For both initial and rapid evaluation of AB-diseased plant samples, the detection of D. pisi for diagnostic purposes in the field and laboratory have focused on the use of symptoms, the morphology of asexual structures (pycnidia), and sequencing of the fungus ITS region and other conserved genes. The use of artificial media is laborious and time consuming due to the slow-growing nature of D. pisi and the need for single-spore isolation to obtain pure cultures (Ahmed et al. 2015; Davidson et al. 2009). Multiloci gene sequencing used for the diagnosis of D. pisi is not rapid and requires pure cultures which might take 10 to 14 days for mycelial growth. An additional 3 to 5 days are needed for DNA isolation, PCR, and sequencing of amplicons (Liu et al. 2016). Thus, a rapid, sensitive, and specific pathogen detection method will facilitate pathogen identification and assist with more timely and effective disease management strategies such as tracking changes in pathogen populations and determining the need for targeted fungicide applications (Wang et al. 2006). Early detection of the fungal pathogen on plants will inform targeted fungicide application and, thus, control disease incidence.
Molecular biology techniques, including PCR, have been used widely for detection and identification of phytopathogenic fungal species. Both conventional and real-time PCR assays have been developed for both in vitro and in planta detection and quantification of a number of foliar, root, and soil phytopathogenic fungi (Bhat and Browne 2010; Bonants et al. 1997; Cao et al. 2007; Chilvers et al. 2007; Henson et al. 1993; Hughes et al. 1998; Hussain et al. 2005; Keller et al. 1995; Kuzdraliński et al. 2017; Li et al. 2013; Lin et al. 2009; Moricca et al. 1998; Moukhamedov et al. 1994; Niepold and Schöber-Butin 1995; Phan et al. 2002; Wang et al. 2006, 2007; Wang et al. 2015). Zitnick-Anderson et al. (2018) developed a multiplexed quantitative PCR (qPCR) for the identification and quantification of seven Fusarium spp. associated with root rot of dry pea. Also, Rojas et al. (2017) developed a qPCR and recombinant polymerase amplification assays for genus- and species-specific detection and quantification of Phytophthora sojae and P. sansomeana root rot pathogens of soybean from plant tissue and soil samples.

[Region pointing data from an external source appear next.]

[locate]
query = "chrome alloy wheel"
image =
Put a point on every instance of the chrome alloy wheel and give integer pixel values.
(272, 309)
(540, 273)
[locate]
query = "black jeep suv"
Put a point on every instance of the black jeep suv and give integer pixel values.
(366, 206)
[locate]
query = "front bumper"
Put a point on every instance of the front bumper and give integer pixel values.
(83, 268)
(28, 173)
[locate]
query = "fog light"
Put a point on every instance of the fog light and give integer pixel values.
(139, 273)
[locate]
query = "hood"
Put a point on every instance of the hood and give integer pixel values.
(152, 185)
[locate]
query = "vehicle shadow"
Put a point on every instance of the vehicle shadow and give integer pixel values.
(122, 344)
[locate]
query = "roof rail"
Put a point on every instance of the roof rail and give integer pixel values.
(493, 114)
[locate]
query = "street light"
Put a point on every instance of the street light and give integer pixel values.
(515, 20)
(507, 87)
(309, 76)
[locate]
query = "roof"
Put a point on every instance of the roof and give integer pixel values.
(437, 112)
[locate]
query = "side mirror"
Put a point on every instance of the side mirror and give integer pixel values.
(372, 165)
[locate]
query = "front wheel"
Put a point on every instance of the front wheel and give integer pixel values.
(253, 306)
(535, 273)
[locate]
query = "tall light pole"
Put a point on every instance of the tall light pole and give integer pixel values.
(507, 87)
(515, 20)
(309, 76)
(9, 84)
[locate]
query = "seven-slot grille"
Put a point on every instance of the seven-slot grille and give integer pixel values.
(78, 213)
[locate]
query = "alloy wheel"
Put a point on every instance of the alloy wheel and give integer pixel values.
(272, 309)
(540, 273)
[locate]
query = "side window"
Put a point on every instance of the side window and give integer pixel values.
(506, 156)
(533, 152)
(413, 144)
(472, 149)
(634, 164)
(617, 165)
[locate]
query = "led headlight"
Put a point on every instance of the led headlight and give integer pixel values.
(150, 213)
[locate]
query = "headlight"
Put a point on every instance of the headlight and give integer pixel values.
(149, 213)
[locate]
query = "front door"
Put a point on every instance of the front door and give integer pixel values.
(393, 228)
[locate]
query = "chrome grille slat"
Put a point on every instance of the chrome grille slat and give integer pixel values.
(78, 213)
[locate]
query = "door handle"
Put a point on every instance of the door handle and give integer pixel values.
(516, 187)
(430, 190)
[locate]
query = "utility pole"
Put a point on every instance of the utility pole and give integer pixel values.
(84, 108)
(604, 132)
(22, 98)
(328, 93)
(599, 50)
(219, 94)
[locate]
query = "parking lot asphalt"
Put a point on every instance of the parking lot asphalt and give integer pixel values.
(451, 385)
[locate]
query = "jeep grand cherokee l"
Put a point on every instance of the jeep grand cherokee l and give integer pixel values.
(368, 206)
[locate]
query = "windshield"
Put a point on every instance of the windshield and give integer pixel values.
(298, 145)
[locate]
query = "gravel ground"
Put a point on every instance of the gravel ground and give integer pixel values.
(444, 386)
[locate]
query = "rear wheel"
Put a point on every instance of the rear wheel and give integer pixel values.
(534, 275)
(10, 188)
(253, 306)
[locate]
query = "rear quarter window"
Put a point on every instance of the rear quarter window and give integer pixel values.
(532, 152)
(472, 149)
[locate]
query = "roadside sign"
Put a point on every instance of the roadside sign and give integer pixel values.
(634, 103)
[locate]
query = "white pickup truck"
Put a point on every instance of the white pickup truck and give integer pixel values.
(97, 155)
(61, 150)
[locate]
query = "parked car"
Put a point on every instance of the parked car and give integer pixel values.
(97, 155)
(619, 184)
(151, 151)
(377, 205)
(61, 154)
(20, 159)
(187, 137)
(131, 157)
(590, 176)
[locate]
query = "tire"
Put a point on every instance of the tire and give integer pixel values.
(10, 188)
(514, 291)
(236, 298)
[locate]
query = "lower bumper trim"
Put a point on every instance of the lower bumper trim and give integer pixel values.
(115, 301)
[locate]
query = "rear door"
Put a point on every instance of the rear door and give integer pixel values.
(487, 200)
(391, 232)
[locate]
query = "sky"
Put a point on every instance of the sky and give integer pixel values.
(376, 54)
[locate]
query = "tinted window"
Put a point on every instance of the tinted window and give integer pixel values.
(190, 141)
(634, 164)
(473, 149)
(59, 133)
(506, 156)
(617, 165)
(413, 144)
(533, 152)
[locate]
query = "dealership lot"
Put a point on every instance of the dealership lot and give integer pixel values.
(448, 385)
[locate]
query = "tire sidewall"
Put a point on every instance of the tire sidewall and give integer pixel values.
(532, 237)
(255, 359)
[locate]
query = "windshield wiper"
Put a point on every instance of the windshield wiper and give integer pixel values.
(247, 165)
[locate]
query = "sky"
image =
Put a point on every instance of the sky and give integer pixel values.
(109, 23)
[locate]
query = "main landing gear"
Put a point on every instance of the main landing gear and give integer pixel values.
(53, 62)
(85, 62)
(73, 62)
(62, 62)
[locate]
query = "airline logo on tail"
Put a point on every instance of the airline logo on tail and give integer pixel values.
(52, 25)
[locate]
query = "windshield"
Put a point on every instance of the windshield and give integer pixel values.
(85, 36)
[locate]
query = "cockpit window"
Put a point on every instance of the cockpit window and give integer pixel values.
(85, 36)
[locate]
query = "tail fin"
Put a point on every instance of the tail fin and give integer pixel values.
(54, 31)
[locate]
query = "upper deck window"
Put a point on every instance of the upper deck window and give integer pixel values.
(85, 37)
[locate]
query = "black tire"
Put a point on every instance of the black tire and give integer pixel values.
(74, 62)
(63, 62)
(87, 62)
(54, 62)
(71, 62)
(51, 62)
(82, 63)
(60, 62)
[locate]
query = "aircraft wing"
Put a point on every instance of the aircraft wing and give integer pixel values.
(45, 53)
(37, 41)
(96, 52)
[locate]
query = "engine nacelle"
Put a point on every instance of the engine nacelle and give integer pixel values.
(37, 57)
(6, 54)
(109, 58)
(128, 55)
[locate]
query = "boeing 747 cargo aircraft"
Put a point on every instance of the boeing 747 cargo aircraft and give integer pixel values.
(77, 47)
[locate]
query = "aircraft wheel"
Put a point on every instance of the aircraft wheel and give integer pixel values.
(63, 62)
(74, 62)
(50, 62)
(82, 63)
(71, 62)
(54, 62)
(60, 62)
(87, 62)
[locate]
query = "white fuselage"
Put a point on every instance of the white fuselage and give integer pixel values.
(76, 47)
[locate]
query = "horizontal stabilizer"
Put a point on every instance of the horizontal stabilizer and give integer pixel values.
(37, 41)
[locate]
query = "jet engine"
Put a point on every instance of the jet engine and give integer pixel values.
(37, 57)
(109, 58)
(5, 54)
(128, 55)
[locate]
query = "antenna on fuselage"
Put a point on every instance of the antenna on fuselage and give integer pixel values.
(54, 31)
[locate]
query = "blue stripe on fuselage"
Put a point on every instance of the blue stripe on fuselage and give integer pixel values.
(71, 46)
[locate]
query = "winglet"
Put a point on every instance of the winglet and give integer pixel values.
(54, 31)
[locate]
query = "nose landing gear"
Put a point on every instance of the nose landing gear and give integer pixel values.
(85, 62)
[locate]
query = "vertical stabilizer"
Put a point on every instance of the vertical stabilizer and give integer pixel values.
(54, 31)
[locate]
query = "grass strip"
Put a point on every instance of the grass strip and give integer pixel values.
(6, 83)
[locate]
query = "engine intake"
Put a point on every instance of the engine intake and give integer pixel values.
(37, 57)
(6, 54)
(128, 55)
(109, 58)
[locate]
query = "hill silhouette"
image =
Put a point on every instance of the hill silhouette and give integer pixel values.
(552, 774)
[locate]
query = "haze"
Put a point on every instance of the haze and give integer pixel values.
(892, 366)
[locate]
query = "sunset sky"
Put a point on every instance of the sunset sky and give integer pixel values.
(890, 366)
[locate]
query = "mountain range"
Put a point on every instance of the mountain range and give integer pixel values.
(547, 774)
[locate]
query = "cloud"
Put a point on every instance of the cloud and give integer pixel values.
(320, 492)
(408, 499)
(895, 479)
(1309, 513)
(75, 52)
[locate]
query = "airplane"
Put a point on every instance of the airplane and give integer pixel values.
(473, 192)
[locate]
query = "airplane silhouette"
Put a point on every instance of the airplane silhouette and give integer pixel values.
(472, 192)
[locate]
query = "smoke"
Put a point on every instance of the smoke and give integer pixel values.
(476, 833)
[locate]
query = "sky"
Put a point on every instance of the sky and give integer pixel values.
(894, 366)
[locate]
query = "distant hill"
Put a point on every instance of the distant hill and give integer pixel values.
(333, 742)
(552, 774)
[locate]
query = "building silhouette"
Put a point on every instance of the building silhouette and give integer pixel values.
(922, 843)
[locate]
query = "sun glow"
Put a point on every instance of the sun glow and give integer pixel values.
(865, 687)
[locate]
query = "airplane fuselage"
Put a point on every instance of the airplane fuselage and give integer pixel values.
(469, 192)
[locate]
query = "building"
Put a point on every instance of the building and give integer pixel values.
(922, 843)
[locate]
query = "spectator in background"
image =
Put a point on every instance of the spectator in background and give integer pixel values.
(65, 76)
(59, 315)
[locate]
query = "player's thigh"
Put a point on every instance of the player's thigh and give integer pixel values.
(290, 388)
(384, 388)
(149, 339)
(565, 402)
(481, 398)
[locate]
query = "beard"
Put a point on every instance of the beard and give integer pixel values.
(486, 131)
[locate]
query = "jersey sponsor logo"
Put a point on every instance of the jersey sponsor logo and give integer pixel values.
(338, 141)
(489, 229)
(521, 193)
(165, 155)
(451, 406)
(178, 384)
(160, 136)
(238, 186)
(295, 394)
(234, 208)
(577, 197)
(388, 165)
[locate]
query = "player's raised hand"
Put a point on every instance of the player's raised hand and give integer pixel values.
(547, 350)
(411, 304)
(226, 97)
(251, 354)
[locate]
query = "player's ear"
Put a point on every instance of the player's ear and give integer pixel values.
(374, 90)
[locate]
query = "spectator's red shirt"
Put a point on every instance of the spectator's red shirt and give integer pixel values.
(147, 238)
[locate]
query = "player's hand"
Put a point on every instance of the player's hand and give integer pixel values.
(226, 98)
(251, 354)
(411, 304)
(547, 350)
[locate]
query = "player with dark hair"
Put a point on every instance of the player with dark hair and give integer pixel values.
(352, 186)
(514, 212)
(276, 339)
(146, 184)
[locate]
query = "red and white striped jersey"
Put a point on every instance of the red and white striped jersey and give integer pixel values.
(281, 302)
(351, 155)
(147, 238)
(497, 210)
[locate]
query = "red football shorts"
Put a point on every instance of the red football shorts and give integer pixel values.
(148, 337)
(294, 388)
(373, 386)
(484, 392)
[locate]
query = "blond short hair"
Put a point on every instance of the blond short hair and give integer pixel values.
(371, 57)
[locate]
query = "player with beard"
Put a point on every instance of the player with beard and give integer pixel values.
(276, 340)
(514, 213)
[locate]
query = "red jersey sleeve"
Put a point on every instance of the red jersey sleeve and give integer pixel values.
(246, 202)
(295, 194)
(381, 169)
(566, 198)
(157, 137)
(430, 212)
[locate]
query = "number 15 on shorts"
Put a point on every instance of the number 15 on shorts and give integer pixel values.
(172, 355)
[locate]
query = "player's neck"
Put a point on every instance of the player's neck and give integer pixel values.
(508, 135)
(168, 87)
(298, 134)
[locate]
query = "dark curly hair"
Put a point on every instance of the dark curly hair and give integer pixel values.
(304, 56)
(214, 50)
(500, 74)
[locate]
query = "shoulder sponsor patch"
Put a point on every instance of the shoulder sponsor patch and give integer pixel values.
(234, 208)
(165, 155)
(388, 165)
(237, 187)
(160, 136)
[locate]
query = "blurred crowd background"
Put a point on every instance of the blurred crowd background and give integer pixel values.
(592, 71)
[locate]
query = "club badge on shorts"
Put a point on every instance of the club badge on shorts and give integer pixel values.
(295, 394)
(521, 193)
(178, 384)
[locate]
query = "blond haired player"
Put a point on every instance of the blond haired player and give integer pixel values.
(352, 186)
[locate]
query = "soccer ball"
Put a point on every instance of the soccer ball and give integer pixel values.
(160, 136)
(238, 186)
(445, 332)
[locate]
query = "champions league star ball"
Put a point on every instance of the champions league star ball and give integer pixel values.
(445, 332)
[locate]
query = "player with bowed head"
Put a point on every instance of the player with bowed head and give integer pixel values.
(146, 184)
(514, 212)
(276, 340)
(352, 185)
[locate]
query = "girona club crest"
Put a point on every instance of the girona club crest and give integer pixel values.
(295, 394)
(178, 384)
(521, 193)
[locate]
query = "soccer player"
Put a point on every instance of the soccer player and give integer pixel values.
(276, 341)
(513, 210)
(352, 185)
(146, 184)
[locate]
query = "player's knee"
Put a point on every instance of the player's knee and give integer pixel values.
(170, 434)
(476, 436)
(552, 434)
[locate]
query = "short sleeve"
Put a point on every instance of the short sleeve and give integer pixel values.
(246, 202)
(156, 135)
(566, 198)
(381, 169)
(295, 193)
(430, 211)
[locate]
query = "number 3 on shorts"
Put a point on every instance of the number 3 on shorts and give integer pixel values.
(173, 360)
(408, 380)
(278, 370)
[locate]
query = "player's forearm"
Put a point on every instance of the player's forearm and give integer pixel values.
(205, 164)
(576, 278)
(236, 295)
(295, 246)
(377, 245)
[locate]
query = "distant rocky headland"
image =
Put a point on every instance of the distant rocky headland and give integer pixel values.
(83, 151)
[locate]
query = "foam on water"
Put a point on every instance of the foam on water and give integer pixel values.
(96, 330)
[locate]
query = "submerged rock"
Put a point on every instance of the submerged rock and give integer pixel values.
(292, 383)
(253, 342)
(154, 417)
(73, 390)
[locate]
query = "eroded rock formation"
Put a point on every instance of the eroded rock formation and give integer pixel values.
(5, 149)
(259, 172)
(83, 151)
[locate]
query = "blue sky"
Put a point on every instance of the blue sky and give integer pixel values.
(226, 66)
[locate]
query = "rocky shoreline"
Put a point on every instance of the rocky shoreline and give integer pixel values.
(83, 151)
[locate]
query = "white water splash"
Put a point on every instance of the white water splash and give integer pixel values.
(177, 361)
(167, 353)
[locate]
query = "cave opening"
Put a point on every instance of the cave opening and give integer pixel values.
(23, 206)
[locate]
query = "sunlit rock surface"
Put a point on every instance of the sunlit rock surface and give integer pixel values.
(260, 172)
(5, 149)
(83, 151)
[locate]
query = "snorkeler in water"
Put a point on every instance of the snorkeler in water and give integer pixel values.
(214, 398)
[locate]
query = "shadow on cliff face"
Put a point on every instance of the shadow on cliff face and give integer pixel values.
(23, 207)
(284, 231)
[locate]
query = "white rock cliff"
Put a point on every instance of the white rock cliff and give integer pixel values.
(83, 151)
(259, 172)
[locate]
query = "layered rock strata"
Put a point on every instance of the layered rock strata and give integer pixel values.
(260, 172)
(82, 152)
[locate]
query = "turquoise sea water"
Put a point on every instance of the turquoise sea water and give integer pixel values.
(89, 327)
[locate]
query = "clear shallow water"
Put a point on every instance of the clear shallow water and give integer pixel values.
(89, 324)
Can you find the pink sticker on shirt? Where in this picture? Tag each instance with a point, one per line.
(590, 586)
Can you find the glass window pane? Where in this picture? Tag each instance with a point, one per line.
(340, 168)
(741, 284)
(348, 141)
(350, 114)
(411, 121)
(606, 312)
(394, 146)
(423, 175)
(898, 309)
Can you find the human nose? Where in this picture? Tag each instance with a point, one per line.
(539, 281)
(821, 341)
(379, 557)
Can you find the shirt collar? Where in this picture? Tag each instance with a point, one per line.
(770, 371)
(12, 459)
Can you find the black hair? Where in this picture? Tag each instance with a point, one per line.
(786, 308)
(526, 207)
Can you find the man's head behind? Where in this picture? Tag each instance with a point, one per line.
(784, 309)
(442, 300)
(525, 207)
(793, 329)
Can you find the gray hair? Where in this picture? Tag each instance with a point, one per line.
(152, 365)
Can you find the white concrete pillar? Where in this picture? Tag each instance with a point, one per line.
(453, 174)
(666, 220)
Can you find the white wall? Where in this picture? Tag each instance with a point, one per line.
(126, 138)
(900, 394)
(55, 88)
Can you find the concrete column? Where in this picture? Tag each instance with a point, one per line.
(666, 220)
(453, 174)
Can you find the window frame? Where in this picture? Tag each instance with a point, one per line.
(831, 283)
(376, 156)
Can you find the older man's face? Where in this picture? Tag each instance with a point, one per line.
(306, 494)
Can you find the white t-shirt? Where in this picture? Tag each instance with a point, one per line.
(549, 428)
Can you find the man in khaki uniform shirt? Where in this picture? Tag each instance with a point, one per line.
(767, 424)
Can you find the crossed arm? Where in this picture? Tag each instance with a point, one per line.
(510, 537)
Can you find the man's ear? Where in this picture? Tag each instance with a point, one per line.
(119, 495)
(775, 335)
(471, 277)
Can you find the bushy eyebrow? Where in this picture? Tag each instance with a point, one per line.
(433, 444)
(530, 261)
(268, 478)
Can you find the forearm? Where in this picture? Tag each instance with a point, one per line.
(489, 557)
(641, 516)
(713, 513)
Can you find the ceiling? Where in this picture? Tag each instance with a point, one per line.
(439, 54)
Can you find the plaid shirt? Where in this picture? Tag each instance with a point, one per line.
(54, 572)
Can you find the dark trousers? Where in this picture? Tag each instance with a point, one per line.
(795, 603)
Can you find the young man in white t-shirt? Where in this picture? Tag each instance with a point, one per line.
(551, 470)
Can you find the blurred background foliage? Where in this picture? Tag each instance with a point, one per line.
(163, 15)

Currently, there is no rapid, sensitive, and specific detection assay developed for in vitro and in planta detection of any of the pathogens in the AB complex of dry pea. Moreover, this hinders diagnosis and epidemiological studies, because several closely related species can cause similar symptoms on dry pea plants. The objectives of this study were to (i) develop a specific, conventional simple sequence repeat (SSR)-PCR assay for the detection of D. pisi; (ii) develop an SSR-qPCR assay for specific detection and quantification of D. pisi; and (iii) validate the qPCR and PCR assays in the presence of both host materials and other fungal species.
Materials and Methods
Fungal isolates and DNA extraction.
Fungal genera associated with AB of dry pea and other genera commonly associated with dry pea and used in this study, including Didymella, Peyronellaea, Phoma, Alternaria, Stemphylium, Nigospora, Fusarium, Botrytis, Colletotrichum, Sclerotinia, and Cladosporium, were collected from symptomatic dry pea leaves and seed from Montana, Idaho, and Washington. Phoma koolunga DNA was provided courtesy of Dr. Jenny Davidson, South Australia Research and Development Institute, Urrbrae, South Australia, Australia. Single-spore cultures of each isolate were maintained on potato dextrose agar (PDA) at 22°C with a 12-h diurnal photoperiod. Total genomic DNA was extracted from 10-day-old cultures grown on PDA using the DNeasy Plant Mini Kit (Qiagen, Germantown, MD, U.S.A.), with modification of the starting process. Fresh fungal mycelium of each isolate (100 mg) from a 10-day-old culture was scraped into a 2-ml screwcap tube (MP Biomedicals, Santa Ana, CA, U.S.A.) containing 450 ml of AP1 buffer. The mycelium was disrupted using the SPEX SamplePrep 2010 Geno/Grinder (SPEX SamplePrep LLC, Metuchen, NJ, U.S.A.) set at 1,500 rpm for 60 s and centrifuged at 13,000 × g for 1 min. About 400 ml of lysate was then transferred to a 1.5-ml collection tube. From this stage onward, the protocol followed the manufacturer’s instructions. The quality and concentration of extracted DNA were estimated using the NanoDrop 2000c Spectrophotometer at 260 nm (Thermo Fisher Scientific, Waltham, MA, U.S.A.). The DNA samples were stored at −20°C until further use.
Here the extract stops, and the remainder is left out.